In those countries underwriting the policies to save the euro, the primary concern is paying for the mistakes of others. The Finns, Dutch, Austrians and Germans obviously don’t want to pay for Russian oligarchs and their deposits in Cyprus, Greek early retirees, or Italian tax-evaders. These are, of course, simplified and stereotypical exaggerations but it’s the gist of popular opposition against the euro in core euro countries.
The mood in the crisis plagued euro periphery is different, of course. To those opposing the euro in Greece, Cyprus or Italy, the euro and its policies are unwanted diktats from Brussels, Frankfurt and Berlin – policies designed to compel economic reforms that would have never been undertaken on their own.
And watched from across the British channel, at least by those inclined to read tabloid newspapers, the euro is just the way in which Germany belatedly won the war. What Hitler’s panzers did not achieve, modern-day Germans manage by virtue of their economic strength: to become the rulers of Europe.
Opposition to the European Union’s euro policies is not only fragmented across the continent. The national anti-euro narratives are not even compatible.
There is no way in which, say, a German concerned about inflation, competitiveness and his own tax burden would join forces with a Greek anti-austerity protester. Both may be convinced that the Euro is the root of all evil – but for entirely different reasons. To the German, the euro would be responsible for Greek profligacy before the crisis; to the Greek it would be blamed for German imposed austerity during the crisis. Anti-euro campaigners in the rich core of the EU want the exact opposite of what anti-euro campaigners call for in the European periphery.
In most European countries, there are now eurosceptical movements. But their political philosophies could not be more different.
Thus the United Kingdom Independence Party, the ‘Alternative für Deutschland’, and Austria’s ‘Team Stronach’ could all broadly be characterised as anti-EU and economically liberal – though they certainly differ on many questions of substance and style. Meanwhile, Beppe Grillo’s Five Star Movement in Italy or the Coalition of the Radical Left (Syriza) under their leader Alexis Tsipras in Greece find the reasons for their anti-euro stance in the rejection of EU mandated policies of economic reform and budget cuts.
The European Union has always suffered from its inability to unite the continent behind its common causes. Ironically, its critics are facing the exact same difficulty. They are too diverse in outlook and opinion to effectively challenge the received EU orthodoxy.
Political opposition to the euro has been made even more difficult by being labelled extreme or reactionary in some countries. In Germany, for example, being in favour of ever closer European integration was long seen as a prerequisite of political respectability. No political party wishing to remain electable would have dared to deviate from this post-war democratic consensus.
The newly founded ‘Alternative für Deutschland’, led by a distinguished economics professor from Hamburg, has had to defend itself against allegations of political extremism from the start. And yet, if there is anything that is extreme about the party, it is its willingness to play by the rules of European democracy.

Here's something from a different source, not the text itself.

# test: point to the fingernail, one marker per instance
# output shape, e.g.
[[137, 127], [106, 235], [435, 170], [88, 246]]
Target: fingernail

Germany’s new eurosceptical party describes itself as pro-European and even pro-EU despite its insistence that the introduction of the euro was a mistake that ought to be corrected. However, as far as the Alternative is concerned, the end of the eurozone should come about as the result of renegotiations among the members of the eurozone.
As the party explains it on its website, there should be “an orderly dissolution of the eurozone”. Which probably means something akin to a structured end to complete chaos, or anarchy overcome by mutual agreement.
The Alternative’s views are hardly radical because they still try to find some new kind of consensus between eurozone countries. It is all somehow reminiscent of Lenin’s famous dictum that German revolutionaries would not storm a railway station without first buying a platform ticket.
If some German commentators are concerned about the perceived extremism of the Alternative it says more about the country’s consensus obsessed culture than about the new party’s political platform.
But as long as Europe’s different anti-euro movements are hopelessly fragmented, the chances are close to zero that there will be any meaningful opposition to the EU’s policies towards the euro, let alone to monetary union itself.
The euro will eventually fail because of all its inherent contradictions and design-flaws. But political opposition will not have contributed much to its downfall.